Saubere Reads wurden mit dem STAR-Aligner an das Referenzgenom von Mus musculus (mm8) ausgerichtet. Die Genexpressionslevel wurden als rohe Read-Anzahlen quantifiziert. Die differentielle Expressionsanalyse wurde mit dem limma-Paket in R durchgeführt. Vor der linearen Modellierung wurden die Rohzähldaten mithilfe der voom-Funktion transformiert, um die Mittelwert-Varianz-Beziehung abzuschätzen und Präzisionsgewichte zu erzeugen. Die rohen P-Werte wurden mittels der Benjamini-Hochberg-Methode (BH) auf Mehrfachvergleiche korrigiert, und Gene mit einem |log₂FoldChange| > 1,5 und einer falschen Entdeckungsrate (FDR) < 0,05 galten als differentiell exprimiert. Funktionelle Anreicherungsanalysen wurden mit dem clusterProfiler-Paket in R durchgeführt. Die Genontologie-(GO-)Anreicherungsanalyse diente der Identifizierung signifikant angereicherter Kategorien biologischer Prozesse (BP), zellulärer Komponenten (CC) und molekularer Funktionen (MF), während die Kyoto-Enzyklopädie der Gene und Genome (KEGG) zur Identifizierung signifikant angereicherter Signalwege herangezogen wurde. Die Signifikanz der Anreicherung wurde mittels eines hypergeometrischen Tests bewertet, und die P-Werte wurden mittels der Benjamini-Hochberg-Methode auf Mehrfachvergleiche korrigiert. GO-Terme und KEGG-Wege mit einem adjustierten P-Wert (padj) < 0,05 galten als signifikant angereichert20,21,22,23.
Nachweis per Western Blot
Frisches Mauslungen-Gewebe wurde gesammelt und mit einem geeigneten Volumen an Radioimmunpräzipitations-Assay-(RIPA-)Lysepuffer homogenisiert. Nach der Zentrifugation wurde der Überstand gesammelt und die Proteinkonzentration mit einem BCA-Protein-Assay-Kit bestimmt. Die Proben wurden anschließend mit Pufferpuffern gemischt und 10 min bei 100 °C erhitzt. Die Proteintrennung erfolgte auf 10%igen Natrium-Dodecylsulfat-Polyacrylamid-Gelelektrophorese-(SDS-PAGE-)Gelen bei einem Strom von 200 V über 30 min.
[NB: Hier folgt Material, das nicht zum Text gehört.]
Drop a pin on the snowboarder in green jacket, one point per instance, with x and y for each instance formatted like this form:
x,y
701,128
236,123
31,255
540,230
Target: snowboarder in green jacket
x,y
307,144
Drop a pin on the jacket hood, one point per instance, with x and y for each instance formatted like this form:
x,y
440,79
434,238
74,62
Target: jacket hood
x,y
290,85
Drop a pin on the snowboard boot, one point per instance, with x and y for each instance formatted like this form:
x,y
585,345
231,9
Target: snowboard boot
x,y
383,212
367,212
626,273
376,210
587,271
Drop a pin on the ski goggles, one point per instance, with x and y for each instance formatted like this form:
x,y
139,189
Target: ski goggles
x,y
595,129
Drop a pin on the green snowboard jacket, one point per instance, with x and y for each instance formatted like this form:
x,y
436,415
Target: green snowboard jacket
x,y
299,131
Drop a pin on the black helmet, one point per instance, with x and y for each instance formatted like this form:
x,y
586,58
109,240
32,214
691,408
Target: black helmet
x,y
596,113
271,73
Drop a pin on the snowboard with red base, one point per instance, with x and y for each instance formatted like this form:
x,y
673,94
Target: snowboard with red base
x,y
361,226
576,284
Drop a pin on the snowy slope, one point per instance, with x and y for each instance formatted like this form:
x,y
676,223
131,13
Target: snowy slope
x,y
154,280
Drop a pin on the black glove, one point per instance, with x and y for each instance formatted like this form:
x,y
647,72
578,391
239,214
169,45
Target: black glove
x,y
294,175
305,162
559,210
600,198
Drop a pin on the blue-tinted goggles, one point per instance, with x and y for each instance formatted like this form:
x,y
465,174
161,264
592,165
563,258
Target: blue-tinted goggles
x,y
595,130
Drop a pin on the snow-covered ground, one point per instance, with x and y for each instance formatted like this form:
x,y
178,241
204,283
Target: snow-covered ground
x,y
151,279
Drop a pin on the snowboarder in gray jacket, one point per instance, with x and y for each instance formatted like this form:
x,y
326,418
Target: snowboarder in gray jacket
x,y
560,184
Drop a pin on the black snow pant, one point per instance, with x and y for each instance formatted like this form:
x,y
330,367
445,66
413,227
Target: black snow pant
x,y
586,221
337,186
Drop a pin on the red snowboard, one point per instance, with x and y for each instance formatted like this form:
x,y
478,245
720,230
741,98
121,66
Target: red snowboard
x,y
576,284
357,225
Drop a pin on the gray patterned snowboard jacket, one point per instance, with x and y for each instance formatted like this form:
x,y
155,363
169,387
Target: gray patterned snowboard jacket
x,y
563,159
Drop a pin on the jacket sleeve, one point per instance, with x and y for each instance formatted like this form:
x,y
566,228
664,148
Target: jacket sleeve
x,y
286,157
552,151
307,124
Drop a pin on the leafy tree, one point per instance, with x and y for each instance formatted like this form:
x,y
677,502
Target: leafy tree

Anschließend wurden die Proteine elektrophoretisch auf Polyvinylidenfluorid-(PVDF-)Membranen mit einem konstanten Strom von 300 mA über 30 min übertragen. Die Membran wurde mit 5%iger Magermilch blockiert und anschließend über Nacht bei 4 °C mit primären Antikörpern gegen β-Aktin (1:1500), IL-6 (1:1000), STAT3 (1:800), p-STAT3 (1:1500) und MMP12 (1:800) inkubiert. Am folgenden Tag wurde die Membran mit TBST gewaschen und für 1 h bei Raumtemperatur mit sekundärem Antikörper inkubiert, gefolgt von weiteren Waschschritten mit TBST. Die Proteinbanden wurden mithilfe eines chemilumineszenten Substrats sichtbar gemacht, und die Proteinquantifizierung wurde mit der ImageJ-Software durchgeführt.
Die Western-Blot-Analyse wurde mit drei unabhängigen biologischen Wiederholungen aus jeder experimentellen Gruppe durchgeführt. Proteinproben wurden aus einzelnen Maus-Lungen-Geweben hergestellt, wobei jede biologische Wiederholung ein unabhängiges Tier repräsentierte.
Statistische Analyse
Alle experimentellen Daten wurden mit GraphPad Prism 9.5 analysiert. Vorab wurden Tests auf Normalverteilung und Varianzhomogenität durchgeführt. Für den Vergleich zwischen zwei Gruppen wurde der t-Test nach Student verwendet, für den Vergleich mehrerer Gruppen wurde eine einfaktorielle ANOVA in Kombination mit dem post-hoc-Test nach Tukey angewandt. Ein P-Wert ≤ 0,05 galt als statistisch signifikant.